En ce qui concerne le coup de feu, je suis convaincu que l’AI a fait feu parce qu’il croyait devoir se protéger contre une agression raisonnablement appréhendée. C’est ce qu’a affirmé l’agent lors de son entrevue avec l’UES. Les circonstances qui prévalaient au moment du tir tendent à étayer cette affirmation. L’AI venait tout juste d’éviter le Jeep qui se dirigeait vers lui et s’est retrouvé coincé dans un petit espace entre la voiture de l’AT no 1 et le côté passager du Jeep. Il a dit qu’il craignait d’être écrasé si le Jeep tournait à droite, une crainte raisonnable étant donné que le plaignant avait roulé quelques instants auparavant en direction de l’agent pour échapper à son arrestation imminente. Tirer sur le conducteur était logique en tant qu’acte de légitime défense, car cela pouvait empêcher ce risque de se matérialiser en neutralisant le conducteur.
Je suis également convaincu que le recours à l’arme à feu par l’agent constituait une force raisonnable dans les circonstances. Si l’AI avait raison de s’inquiéter de sa position précaire, coincé entre deux véhicules – et j’accepte que c’était le cas pour les raisons susmentionnées – on peut alors comprendre pourquoi l’agent a agi de la sorte pour se protéger. Il devait immédiatement empêcher le plaignant de virer délibérément vers lui, et seule une arme à feu possédait la puissance d’arrêt requise. L’AI n’a pas tiré d’autre coup de feu une fois que le Jeep l’a dépassé et qu’il n’était plus en danger.

Selon une version des événements, l’AI aurait fait feu sur le Jeep par-derrière quand le véhicule se dirigeait vers l’allée piétonnière. À mon avis, ce n’était pas le cas. Cette version des faits est non seulement contredite par un certain nombre de témoins, dont les récits sont généralement conformes au scénario décrit ci-dessus, mais également par les preuves médicolégales.
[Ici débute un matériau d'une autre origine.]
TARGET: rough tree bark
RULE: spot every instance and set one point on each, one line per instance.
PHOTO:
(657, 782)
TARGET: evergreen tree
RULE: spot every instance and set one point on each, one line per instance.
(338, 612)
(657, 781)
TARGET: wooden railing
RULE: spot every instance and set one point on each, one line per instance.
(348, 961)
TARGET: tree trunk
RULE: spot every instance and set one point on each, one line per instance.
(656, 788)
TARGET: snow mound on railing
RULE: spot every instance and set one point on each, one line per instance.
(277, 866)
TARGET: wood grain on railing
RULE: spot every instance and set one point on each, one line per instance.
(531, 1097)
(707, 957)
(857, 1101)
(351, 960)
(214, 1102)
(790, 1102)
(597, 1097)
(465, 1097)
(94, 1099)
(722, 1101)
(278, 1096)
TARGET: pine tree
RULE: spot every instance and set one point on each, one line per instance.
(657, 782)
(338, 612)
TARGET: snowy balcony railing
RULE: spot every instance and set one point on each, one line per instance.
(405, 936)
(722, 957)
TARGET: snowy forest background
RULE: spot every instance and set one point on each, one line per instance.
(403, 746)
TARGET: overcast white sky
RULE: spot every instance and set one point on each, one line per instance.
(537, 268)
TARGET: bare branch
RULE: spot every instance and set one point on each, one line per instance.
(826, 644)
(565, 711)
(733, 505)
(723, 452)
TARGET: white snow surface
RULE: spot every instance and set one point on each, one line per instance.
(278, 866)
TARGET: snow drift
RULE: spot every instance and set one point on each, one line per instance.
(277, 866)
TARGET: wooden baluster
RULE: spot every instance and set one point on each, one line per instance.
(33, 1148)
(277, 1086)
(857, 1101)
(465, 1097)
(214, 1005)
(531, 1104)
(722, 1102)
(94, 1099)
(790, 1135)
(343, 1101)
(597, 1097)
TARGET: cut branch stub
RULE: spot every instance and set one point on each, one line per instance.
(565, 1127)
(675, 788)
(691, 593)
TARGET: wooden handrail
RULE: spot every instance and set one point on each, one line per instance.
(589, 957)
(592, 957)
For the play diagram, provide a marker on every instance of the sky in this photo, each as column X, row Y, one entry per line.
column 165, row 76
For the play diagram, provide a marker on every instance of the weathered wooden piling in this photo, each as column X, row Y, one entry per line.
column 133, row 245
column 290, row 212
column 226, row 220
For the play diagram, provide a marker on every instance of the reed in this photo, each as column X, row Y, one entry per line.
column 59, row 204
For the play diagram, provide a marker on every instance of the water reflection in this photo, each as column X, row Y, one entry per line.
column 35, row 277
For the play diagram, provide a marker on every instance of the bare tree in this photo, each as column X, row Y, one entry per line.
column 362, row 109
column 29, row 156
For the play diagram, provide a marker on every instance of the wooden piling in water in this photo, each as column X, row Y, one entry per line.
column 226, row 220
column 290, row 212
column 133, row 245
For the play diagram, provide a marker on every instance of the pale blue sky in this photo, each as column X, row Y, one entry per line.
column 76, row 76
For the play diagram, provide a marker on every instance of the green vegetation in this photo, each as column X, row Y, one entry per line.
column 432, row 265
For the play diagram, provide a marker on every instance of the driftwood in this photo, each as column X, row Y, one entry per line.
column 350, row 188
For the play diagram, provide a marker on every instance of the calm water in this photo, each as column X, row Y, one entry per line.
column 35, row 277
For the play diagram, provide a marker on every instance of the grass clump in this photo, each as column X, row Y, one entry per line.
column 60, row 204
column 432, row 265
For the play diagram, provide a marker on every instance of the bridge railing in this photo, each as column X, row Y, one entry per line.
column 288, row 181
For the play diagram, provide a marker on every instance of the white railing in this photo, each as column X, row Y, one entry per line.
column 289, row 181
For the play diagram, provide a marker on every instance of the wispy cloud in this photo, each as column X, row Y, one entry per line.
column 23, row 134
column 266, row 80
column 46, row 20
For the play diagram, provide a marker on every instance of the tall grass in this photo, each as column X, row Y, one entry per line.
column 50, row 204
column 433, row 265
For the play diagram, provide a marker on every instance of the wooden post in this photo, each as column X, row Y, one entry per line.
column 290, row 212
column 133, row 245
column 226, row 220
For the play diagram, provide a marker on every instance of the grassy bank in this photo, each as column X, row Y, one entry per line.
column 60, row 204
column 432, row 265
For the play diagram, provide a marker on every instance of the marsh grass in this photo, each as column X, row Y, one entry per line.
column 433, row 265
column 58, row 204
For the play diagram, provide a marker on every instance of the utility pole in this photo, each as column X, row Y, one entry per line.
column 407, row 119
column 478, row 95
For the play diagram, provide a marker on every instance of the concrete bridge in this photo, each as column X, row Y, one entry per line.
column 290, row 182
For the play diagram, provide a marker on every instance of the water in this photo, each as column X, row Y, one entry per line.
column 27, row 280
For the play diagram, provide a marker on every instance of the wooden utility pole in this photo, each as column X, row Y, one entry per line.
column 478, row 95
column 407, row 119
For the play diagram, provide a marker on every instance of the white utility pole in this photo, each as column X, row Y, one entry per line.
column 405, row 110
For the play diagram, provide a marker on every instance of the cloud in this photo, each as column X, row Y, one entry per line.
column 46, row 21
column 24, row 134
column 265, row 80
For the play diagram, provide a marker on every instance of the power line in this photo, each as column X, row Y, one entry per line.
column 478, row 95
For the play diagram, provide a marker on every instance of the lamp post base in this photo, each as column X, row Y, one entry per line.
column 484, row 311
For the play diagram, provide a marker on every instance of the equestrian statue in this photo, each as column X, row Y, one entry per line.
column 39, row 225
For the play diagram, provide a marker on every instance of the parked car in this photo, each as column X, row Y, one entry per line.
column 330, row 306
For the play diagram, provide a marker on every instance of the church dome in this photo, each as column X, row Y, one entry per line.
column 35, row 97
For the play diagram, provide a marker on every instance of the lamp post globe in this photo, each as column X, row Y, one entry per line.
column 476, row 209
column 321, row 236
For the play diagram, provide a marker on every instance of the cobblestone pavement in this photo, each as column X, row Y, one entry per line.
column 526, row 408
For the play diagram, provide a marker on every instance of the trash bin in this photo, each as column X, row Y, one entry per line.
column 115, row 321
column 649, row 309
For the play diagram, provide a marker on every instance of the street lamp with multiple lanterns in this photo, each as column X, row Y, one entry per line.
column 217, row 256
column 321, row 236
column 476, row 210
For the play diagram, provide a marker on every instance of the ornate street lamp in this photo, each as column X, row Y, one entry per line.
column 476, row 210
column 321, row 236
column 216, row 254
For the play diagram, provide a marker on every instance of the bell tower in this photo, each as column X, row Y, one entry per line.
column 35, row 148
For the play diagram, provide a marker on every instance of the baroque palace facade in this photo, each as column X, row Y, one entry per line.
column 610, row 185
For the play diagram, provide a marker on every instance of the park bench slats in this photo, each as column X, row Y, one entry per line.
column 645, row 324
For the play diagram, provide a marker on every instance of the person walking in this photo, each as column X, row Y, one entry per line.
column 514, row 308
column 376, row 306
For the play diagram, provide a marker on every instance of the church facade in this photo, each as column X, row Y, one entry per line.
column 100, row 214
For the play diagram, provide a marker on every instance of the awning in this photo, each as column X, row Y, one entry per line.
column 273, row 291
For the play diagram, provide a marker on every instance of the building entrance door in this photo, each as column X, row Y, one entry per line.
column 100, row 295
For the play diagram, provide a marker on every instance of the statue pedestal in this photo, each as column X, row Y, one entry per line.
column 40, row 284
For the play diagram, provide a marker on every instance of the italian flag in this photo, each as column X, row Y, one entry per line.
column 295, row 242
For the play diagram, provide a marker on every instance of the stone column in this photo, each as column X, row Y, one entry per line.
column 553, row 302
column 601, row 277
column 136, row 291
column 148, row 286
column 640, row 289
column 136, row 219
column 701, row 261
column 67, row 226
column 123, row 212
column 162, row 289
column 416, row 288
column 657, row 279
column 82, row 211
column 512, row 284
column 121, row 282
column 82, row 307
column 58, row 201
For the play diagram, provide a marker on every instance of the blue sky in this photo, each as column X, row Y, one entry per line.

Le trou de balle trouvé sur le Jeep était dans la vitre de la portière avant, côté passager. Ce trou correspondait également au fait que la balle avait traversé la vitre suivant un angle d’environ 90 degrés. La blessure par balle du plaignant était sur son avant-bras gauche. Et, enfin, il n’y avait aucune trace visible de coup de feu ailleurs sur le Jeep.

Pour les raisons exposées ci-devant, il n’y a aucun motif de porter des accusations criminelles dans cette affaire contre l’AI. Le dossier est clos.

Date : 8 mars 2024

Approuvé par voie électronique par

Joseph Martino
Directeur
Unité des enquêtes spéciales

Notes

  • 1) A moins d’indication contraire, les renseignements contenus dans cette section reflètent les informations reçues par l’UES au moment de la notification et ne reflètent pas nécessairement les conclusions de fait de l’UES à la suite de son enquête. [Retour au texte]
  • 2) Les éléments de preuve suivants contiennent des renseignements personnels délicats qui ne sont pas divulgués conformément au paragraphe 34 (2) de la Loi de 2019 sur l’Unité des enquêtes spéciales. Les parties pertinentes des enregistrements sont résumées ci-après. [Retour au texte]

Note:

La version originale anglaise signée du rapport fait autorité. En cas de divergence entre cette version et les versions anglaise ou française en ligne, la version originale anglaise signée du rapport l’emporte.